New data from the World Wildlife Fund (WWF) and the Zoological Society of London (ZSL) have shown that global populations of fish, reptiles, birds, mammals and amphibians declined by 58 percent on average between 1970 and 2012.
This decline could steepen to 67 percent by the end of the decade, according to the newest edition of the WWF's Living Planet Report. The WWF said its report made use of the ZSL's Living Planet Index in order to keep abreast of "trends in wildlife abundance."
"For the first time since the demise of the dinosaurs 65 million years ago, we face a global mass extinction of wildlife," Mike Barrett, WWF-UK's director of science and policy, said in a statement.
"We ignore the decline of other species at our peril – for they are the barometer that reveals our impact on the world that sustains us," Barrett added. "Humanity's misuse of natural resources is threatening habitats, pushing irreplaceable species to the brink and threatening the stability of our climate."
In a news release on Thursday, the ZSL said that human actions had had an impact on everything from African elephants in Tanzania to leatherback turtles in the tropical Atlantic and maned wolves in Brazil.
The ZSL added that a range of factors including pollution, overfishing and the illegal wildlife trade – together with climate change – were pushing "species populations to the edge."
"Human behavior continues to drive the decline of wildlife populations globally, with particular impact on freshwater habitats," Ken Norris, director of science at the ZSL, said. "Importantly, however, these are declines – they are not yet extinctions – and this should be a wake-up call to marshal efforts to promote the recovery of these populations."
Today's data is the latest in a series of reports showing how humans are impacting nature and the environment.

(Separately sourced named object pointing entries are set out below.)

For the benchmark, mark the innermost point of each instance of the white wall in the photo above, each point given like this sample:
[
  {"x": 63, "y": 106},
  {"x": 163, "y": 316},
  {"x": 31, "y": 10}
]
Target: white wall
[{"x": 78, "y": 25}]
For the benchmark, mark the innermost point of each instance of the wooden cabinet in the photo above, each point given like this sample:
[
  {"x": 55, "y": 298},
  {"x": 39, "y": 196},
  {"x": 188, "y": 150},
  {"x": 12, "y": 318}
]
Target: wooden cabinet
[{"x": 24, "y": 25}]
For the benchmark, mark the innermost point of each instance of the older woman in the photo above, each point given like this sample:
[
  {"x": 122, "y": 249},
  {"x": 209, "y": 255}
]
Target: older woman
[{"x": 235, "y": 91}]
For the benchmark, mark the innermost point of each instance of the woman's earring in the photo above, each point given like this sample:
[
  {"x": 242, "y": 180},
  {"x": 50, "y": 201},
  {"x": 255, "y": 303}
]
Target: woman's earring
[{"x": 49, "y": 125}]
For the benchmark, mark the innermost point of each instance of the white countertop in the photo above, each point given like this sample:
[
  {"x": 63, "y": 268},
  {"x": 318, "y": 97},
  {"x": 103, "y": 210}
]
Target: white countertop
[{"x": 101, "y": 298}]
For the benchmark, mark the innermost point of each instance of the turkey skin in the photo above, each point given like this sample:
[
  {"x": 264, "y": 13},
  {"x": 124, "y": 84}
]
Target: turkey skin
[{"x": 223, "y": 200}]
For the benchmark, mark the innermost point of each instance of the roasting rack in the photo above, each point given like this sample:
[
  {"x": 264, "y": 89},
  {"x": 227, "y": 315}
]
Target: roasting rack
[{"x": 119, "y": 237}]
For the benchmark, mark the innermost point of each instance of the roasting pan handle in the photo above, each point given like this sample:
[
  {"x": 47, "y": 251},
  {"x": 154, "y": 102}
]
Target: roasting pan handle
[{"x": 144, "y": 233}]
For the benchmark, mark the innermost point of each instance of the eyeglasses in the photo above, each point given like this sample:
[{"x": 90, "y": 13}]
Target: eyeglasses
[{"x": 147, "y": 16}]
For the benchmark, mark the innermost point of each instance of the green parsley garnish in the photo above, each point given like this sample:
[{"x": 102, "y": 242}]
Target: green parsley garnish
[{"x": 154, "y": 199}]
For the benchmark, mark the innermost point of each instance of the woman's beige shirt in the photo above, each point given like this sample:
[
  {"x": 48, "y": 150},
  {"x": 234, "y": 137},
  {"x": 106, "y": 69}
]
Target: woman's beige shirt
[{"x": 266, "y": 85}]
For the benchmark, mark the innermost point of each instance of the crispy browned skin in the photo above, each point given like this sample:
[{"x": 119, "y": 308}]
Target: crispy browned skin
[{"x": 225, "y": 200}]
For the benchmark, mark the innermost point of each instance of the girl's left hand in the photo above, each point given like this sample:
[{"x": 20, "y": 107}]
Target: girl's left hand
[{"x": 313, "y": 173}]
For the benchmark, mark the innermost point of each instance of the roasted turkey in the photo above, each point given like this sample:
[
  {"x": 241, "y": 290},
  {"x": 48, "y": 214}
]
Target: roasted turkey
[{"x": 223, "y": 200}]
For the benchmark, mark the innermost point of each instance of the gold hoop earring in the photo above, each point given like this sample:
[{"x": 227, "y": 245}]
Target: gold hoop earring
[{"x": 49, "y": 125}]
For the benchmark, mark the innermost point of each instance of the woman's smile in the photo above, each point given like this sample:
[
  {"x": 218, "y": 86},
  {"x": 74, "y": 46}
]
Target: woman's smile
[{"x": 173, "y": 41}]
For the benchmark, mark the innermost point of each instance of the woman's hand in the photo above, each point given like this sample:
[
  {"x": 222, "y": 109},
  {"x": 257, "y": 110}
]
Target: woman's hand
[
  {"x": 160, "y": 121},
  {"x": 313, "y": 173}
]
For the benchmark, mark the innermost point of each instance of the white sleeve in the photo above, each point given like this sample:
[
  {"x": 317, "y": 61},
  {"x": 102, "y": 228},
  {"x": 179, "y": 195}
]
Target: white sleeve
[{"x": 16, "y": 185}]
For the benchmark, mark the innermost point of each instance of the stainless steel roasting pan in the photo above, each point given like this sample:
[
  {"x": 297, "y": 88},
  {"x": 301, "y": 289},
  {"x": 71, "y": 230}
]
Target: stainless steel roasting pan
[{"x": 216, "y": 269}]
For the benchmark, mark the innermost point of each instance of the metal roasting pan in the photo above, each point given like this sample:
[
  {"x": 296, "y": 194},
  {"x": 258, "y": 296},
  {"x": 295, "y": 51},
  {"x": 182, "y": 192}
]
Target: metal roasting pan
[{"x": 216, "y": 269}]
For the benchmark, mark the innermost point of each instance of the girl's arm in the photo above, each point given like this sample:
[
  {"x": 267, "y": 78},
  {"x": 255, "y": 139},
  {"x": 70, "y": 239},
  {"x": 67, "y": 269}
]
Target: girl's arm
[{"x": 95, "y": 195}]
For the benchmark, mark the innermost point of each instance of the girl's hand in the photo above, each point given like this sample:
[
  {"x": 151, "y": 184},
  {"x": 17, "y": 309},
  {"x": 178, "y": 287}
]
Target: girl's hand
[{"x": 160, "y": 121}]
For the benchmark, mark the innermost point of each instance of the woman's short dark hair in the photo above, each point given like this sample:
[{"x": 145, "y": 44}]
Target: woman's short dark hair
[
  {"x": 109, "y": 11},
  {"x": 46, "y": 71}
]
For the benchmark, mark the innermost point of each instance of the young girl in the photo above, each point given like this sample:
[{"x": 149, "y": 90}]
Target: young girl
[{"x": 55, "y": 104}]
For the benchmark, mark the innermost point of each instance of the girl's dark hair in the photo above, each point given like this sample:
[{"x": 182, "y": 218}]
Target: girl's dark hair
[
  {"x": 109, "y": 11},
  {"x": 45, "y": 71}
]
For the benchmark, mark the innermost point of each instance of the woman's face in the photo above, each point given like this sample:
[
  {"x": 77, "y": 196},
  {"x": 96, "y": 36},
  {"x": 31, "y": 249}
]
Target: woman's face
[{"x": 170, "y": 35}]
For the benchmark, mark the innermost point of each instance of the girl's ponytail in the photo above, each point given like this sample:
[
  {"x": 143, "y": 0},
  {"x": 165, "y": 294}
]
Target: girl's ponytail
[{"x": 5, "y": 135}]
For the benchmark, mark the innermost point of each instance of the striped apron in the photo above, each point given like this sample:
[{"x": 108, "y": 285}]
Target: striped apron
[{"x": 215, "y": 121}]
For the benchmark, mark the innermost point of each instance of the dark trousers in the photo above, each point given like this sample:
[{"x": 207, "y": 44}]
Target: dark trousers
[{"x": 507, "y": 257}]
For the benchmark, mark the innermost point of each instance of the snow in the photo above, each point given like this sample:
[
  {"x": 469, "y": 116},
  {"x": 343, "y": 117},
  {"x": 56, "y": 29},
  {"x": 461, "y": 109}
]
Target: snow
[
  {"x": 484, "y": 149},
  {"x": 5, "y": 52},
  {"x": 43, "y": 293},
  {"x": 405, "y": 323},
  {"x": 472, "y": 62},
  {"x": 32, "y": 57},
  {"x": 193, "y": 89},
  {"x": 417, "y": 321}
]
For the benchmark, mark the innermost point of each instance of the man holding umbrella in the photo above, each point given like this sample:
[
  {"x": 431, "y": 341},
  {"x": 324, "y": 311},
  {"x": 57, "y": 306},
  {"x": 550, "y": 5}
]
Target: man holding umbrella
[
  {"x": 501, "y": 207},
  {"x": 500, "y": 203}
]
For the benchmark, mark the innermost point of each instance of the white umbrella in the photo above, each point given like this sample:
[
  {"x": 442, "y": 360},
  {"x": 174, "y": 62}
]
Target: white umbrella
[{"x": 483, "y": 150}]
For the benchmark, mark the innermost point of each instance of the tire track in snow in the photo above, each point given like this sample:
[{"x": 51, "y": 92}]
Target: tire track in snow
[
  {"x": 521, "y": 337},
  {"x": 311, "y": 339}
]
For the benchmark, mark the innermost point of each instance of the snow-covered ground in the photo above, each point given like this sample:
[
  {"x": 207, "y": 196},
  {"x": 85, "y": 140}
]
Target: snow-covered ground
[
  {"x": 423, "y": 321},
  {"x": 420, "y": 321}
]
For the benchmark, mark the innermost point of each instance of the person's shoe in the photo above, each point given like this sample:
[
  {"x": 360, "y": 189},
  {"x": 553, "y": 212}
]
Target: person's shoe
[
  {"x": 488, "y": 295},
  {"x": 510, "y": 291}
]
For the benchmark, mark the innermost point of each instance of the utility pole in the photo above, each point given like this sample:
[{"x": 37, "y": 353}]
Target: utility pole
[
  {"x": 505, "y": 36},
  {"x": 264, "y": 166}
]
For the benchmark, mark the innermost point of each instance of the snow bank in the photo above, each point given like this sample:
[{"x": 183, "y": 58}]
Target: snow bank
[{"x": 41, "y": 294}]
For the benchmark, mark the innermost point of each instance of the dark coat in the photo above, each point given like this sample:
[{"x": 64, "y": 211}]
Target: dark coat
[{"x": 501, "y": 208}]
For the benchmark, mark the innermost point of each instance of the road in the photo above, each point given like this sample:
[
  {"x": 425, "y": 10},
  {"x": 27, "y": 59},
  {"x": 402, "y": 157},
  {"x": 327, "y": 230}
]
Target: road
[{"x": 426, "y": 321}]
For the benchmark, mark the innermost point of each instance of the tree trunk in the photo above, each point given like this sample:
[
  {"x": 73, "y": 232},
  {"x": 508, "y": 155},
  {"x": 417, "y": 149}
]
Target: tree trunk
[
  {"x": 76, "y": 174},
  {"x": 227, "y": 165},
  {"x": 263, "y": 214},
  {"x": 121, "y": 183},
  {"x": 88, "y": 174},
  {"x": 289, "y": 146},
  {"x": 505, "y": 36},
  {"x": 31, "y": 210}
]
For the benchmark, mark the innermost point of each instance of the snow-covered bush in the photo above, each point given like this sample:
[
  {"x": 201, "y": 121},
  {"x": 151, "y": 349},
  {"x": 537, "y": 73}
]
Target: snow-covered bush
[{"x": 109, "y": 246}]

In September, for example, the State of Nature Report 2016 – to which more than 50 wildlife organizations contributed – found that of 8,000 species assessed according to modern Red List criteria, over 10 percent were under threat of vanishing from the U.K. altogether.
"Escalating pressures, such as climate change and modern land management, mean that we continue to lose the precious wildlife that enriches our lives and is essential to the health and well-being of those who live in the U.K., and also in its Crown Dependencies and Overseas Territories," renowned broadcaster and naturalist David Attenborough said in a foreword to the report.
"Our wonderful nature is in serious trouble and it needs our help as never before," he added.